The Torah teaches that meat and milk cannot be cooked together, statingon three separate occasions “Thou shalt not seethe a kid in its mother’s milk” (Shemot 23:19, 34:26, Devarim 14:21).
Two opinions in the Mishnah (daf, or page 113) limit the types of meat that cannot be cooked with milk. According toRabbi Akiva, given the emphasis on “a kid” neither fowl nor wild animals are forbidden by the Torah with milk; only domesticated animals are included in the prohibition. Rabbi Yossi ha-Galilee rules that birds are excluded from the prohibition since they are not mammals and cannot be cooked in its mother’s milk.
On today’s daf, the Gemara offers two possible differences between these two opinions.
- Rabbi Yossi ha-Galilee believes that wild animals are included in the Biblical prohibition, while Rabbi Akiva believes they are forbidden only by the Sages.
- Rabbi Akiva believes that both wild animals and fowl are forbidden by the Sages, while Rabbi Yossi ha-Galilee believes that fowl can be cooked with milk – there is no prohibition whatsoever.
To support the second explanation, the Gemara relates the following story:
In the place of Rabbi Yossi ha-Galilee they used to eat fowl’s flesh cooked in milk.
Levi once visited the house of Joseph the fowler, and was served with a peacock’s head cooked in milk and said nothing to them about it.When he came to Rabbi and related this. Rabbi said to him: Why did you not lay them under a ban? He replied. Because it was the place of Rabbi Yehudah ben Beteira and I imagine that he must have expounded to them the view of Rabbi Yossi ha-Galilee who said: a fowl is excluded since it has no mother’s milk.

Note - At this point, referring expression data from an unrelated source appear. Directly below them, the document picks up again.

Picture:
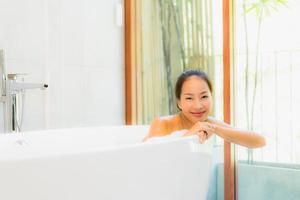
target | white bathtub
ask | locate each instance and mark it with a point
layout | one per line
(103, 163)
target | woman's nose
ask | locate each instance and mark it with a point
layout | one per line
(198, 104)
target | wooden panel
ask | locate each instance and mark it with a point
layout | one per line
(229, 165)
(128, 62)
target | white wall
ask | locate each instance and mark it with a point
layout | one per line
(76, 47)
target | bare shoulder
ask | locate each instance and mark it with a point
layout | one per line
(163, 125)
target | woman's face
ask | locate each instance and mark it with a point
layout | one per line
(195, 99)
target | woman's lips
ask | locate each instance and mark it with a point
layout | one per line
(198, 114)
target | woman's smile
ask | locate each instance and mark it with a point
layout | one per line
(198, 114)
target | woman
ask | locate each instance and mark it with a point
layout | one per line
(194, 99)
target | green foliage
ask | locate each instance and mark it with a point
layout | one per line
(264, 8)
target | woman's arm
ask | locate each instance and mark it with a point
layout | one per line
(245, 138)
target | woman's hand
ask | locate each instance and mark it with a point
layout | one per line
(202, 129)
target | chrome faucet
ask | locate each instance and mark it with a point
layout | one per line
(10, 92)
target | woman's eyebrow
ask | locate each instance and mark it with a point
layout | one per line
(189, 94)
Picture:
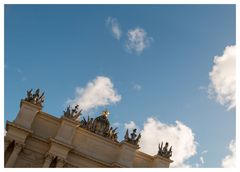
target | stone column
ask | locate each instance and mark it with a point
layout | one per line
(48, 160)
(60, 162)
(13, 157)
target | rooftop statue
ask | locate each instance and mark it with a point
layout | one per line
(100, 125)
(35, 98)
(72, 113)
(134, 139)
(163, 151)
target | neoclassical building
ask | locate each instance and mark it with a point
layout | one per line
(38, 139)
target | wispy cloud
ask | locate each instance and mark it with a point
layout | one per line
(222, 85)
(138, 40)
(230, 160)
(114, 26)
(99, 92)
(178, 135)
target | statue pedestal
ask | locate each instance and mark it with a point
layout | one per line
(161, 162)
(27, 113)
(66, 130)
(127, 154)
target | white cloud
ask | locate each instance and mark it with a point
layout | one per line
(130, 126)
(99, 92)
(116, 124)
(179, 136)
(202, 160)
(114, 26)
(204, 152)
(138, 40)
(230, 160)
(223, 78)
(137, 87)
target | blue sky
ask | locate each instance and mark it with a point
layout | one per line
(58, 48)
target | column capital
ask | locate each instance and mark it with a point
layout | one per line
(50, 156)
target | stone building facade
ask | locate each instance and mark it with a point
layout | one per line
(38, 139)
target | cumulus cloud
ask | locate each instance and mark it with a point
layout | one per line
(230, 160)
(202, 160)
(178, 135)
(222, 85)
(130, 126)
(114, 26)
(138, 40)
(137, 87)
(99, 92)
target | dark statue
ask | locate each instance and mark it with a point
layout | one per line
(72, 113)
(163, 151)
(134, 139)
(100, 126)
(35, 98)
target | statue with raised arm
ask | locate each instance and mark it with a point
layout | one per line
(72, 113)
(134, 139)
(163, 151)
(35, 97)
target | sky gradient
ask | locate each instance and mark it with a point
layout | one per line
(58, 48)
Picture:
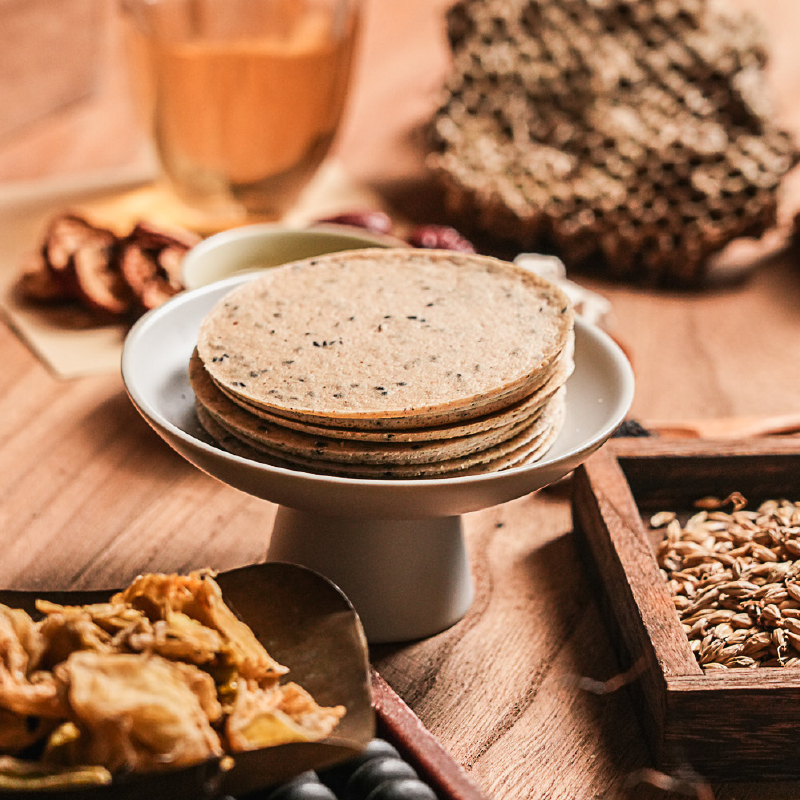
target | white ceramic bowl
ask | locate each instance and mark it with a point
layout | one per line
(255, 247)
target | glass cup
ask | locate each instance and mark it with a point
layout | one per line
(243, 97)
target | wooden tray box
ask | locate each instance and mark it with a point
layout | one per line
(739, 724)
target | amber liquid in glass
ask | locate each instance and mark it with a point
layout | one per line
(248, 117)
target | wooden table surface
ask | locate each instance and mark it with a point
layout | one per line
(90, 496)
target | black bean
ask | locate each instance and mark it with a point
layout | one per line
(305, 786)
(403, 789)
(336, 777)
(373, 773)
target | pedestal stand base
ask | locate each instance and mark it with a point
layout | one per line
(407, 579)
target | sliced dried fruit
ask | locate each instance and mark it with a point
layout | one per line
(100, 286)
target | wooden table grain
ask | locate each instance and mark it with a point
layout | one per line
(90, 496)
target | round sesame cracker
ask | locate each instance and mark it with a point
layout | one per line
(376, 338)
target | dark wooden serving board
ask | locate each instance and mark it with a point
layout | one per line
(738, 724)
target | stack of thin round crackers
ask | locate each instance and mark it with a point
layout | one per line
(387, 364)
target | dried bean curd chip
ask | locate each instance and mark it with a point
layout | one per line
(163, 675)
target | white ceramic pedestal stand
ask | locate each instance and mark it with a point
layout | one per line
(395, 547)
(406, 578)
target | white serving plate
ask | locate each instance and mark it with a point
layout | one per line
(395, 547)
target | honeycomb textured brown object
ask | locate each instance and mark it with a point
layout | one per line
(632, 134)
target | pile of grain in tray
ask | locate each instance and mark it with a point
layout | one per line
(735, 580)
(632, 134)
(387, 364)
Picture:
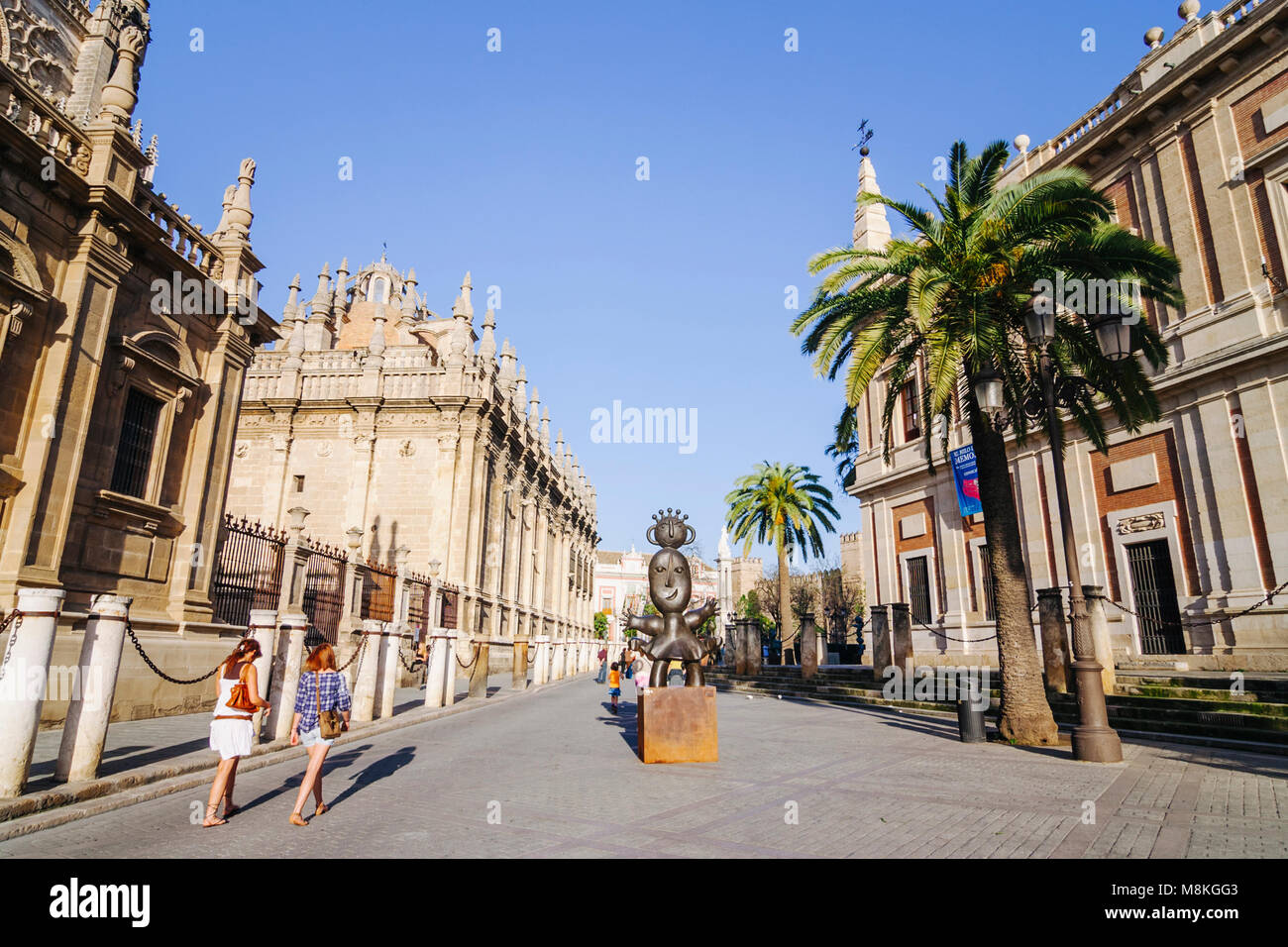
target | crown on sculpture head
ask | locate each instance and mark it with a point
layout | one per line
(669, 530)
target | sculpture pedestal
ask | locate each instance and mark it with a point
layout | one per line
(678, 724)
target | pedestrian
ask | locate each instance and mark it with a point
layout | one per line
(614, 685)
(643, 668)
(231, 727)
(321, 689)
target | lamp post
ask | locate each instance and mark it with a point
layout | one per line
(1094, 740)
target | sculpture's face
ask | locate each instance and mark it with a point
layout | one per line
(669, 579)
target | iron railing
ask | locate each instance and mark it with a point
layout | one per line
(248, 570)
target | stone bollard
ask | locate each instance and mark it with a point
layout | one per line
(480, 669)
(541, 660)
(26, 659)
(369, 674)
(750, 642)
(90, 709)
(519, 669)
(263, 622)
(901, 639)
(883, 655)
(1055, 650)
(807, 641)
(390, 643)
(1095, 596)
(287, 660)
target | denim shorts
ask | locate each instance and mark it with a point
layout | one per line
(314, 736)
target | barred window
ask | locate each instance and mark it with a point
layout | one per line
(134, 450)
(911, 412)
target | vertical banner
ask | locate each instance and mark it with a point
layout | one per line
(966, 478)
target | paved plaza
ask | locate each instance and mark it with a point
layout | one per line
(557, 776)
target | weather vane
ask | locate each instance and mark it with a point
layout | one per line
(864, 137)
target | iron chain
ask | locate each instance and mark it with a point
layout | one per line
(129, 629)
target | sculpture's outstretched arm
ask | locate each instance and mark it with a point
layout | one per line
(648, 624)
(695, 618)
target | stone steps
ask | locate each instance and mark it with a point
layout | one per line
(1202, 715)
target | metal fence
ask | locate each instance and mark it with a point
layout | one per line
(248, 570)
(323, 592)
(377, 591)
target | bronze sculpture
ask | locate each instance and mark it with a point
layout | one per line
(670, 585)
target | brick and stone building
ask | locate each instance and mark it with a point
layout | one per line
(419, 433)
(125, 333)
(1184, 523)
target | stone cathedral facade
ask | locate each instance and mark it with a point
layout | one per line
(380, 416)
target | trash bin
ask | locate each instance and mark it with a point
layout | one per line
(970, 722)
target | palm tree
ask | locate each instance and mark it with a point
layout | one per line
(951, 298)
(781, 504)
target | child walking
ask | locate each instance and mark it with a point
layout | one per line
(614, 685)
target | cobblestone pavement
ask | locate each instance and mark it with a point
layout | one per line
(557, 776)
(132, 744)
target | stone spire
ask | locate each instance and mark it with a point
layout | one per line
(240, 214)
(338, 294)
(294, 312)
(487, 343)
(507, 360)
(871, 227)
(520, 389)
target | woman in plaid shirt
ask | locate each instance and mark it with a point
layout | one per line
(321, 688)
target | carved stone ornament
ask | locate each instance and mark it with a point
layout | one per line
(1142, 523)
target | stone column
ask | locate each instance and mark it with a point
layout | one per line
(807, 641)
(1055, 648)
(287, 660)
(263, 621)
(1099, 621)
(390, 642)
(89, 711)
(26, 659)
(480, 669)
(901, 638)
(369, 673)
(519, 674)
(883, 655)
(542, 660)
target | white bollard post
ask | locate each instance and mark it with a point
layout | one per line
(369, 673)
(287, 660)
(90, 709)
(541, 661)
(437, 669)
(263, 621)
(24, 680)
(390, 641)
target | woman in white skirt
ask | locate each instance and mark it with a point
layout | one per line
(231, 728)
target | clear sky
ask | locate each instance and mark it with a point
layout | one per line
(520, 165)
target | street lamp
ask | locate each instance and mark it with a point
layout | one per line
(1094, 740)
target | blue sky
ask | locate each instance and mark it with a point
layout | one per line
(520, 166)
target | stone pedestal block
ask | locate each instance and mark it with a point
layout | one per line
(678, 724)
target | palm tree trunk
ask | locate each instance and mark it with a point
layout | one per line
(785, 602)
(1025, 714)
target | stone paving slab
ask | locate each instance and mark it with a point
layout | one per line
(558, 777)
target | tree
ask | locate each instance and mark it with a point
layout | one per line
(781, 504)
(951, 299)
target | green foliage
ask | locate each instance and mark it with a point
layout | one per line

In his responsa the Rivash writes that we can learn an important lesson from this story. It appears that both Levi and Rabbi had solid traditions that we do not follow Rabbi Yossi ha-Galilee’s ruling and that fowl cannot be cooked with milk. Furthermore, as the leading Rabbinic figures of that generation, had they objected to the practice it is likely that the community would have refrained from cooking fowl with milk. Nevertheless, these Rabbis recognized that the community may have been following a valid – albeit a rejected – position, so they refrained from objection or rebuke. How much more so in our generation, when there are a variety of traditions and oftentimes the proper ruling is not clear, we must be hesitant in our rebuke of others whose traditions do not follow our own.